Frequently Asked Questions

What is phishing and how do I avoid it?

Phishing is a cyber attack in which scammers send fake emails with intent to steal your personal information or get you to download malware. Common examples of phishing emails include unexpected “special offers,” notifications that your email account is reaching its quota or may be suspended, or classic scams like the Nigerian advance fee fraud.


    How do I avoid falling victim to phishing scams?

    Always verify that the sender is legitimate and that the links go to trustworthy domains. Look for mistakes in the information or wording of the email. If you have questions about the email’s content, contact the alleged sender through a separate channel. You can also check the Secure UD Threat Alerts blog to see if the email has been identified as a known scam. If you receive a phishing scam, just erase it.

    What is Spear Phishing?

    Spear Phishing is particularly dangerous. In a spear phishing attack, scammers use a company’s real logos, names, and terminology and may even spoof real email addresses in order to create convincing phishing emails to trick that company’s employees. For example, previous spear phishing attacks on the University community have used terms like “UDelNet” and logos like the interlocking UD in official-looking fake emails.
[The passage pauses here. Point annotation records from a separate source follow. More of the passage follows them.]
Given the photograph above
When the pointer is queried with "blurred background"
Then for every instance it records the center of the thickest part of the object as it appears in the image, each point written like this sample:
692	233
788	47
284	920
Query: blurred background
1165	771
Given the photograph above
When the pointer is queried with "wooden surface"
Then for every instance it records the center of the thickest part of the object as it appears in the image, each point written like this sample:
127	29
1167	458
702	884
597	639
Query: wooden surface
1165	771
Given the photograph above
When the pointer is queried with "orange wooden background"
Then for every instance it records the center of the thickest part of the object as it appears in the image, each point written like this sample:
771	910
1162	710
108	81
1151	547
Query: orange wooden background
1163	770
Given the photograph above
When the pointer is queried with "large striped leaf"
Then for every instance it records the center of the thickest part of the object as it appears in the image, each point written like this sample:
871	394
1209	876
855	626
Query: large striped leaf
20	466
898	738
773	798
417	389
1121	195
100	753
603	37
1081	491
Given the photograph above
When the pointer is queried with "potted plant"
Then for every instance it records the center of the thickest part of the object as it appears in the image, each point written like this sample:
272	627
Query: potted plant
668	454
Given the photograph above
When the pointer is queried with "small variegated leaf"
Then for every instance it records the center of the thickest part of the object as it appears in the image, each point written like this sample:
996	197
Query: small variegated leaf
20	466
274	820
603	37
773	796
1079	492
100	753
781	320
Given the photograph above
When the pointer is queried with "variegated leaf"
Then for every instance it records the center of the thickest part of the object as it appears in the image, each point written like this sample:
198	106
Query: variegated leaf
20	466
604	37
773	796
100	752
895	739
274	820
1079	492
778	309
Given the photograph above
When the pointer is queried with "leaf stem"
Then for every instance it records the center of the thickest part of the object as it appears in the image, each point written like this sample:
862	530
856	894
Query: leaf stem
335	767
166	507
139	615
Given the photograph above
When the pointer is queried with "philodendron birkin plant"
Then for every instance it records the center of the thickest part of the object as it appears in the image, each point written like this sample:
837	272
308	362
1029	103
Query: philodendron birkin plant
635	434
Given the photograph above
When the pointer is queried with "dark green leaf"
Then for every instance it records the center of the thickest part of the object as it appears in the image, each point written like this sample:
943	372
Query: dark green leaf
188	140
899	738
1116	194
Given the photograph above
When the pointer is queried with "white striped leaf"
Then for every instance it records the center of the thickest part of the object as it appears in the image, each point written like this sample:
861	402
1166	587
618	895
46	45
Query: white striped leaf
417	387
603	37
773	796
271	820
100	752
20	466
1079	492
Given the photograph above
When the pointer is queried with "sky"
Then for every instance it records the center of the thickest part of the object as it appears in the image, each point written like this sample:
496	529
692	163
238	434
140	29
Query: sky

    What kinds of information are safe to share on social networking sites?

    When using social media, control your shared information and limit personal details. Attackers can exploit shared data for impersonation or authentication bypass. Remember, once posted, information can’t always be deleted, and personal photos may circulate widely. Adjust privacy settings, censor personal data, and consider disabling location services and photo tagging.

    What is two-factor authentication (2FA)?

    Two-factor authentication (2FA) enhances account security by requiring an additional authentication factor after the standard username and password. It prevents unauthorized access even if passwords are compromised. By entering a temporary security code or answering a security question, hackers are unable to log in without the second factor, ensuring stronger protection for your accounts.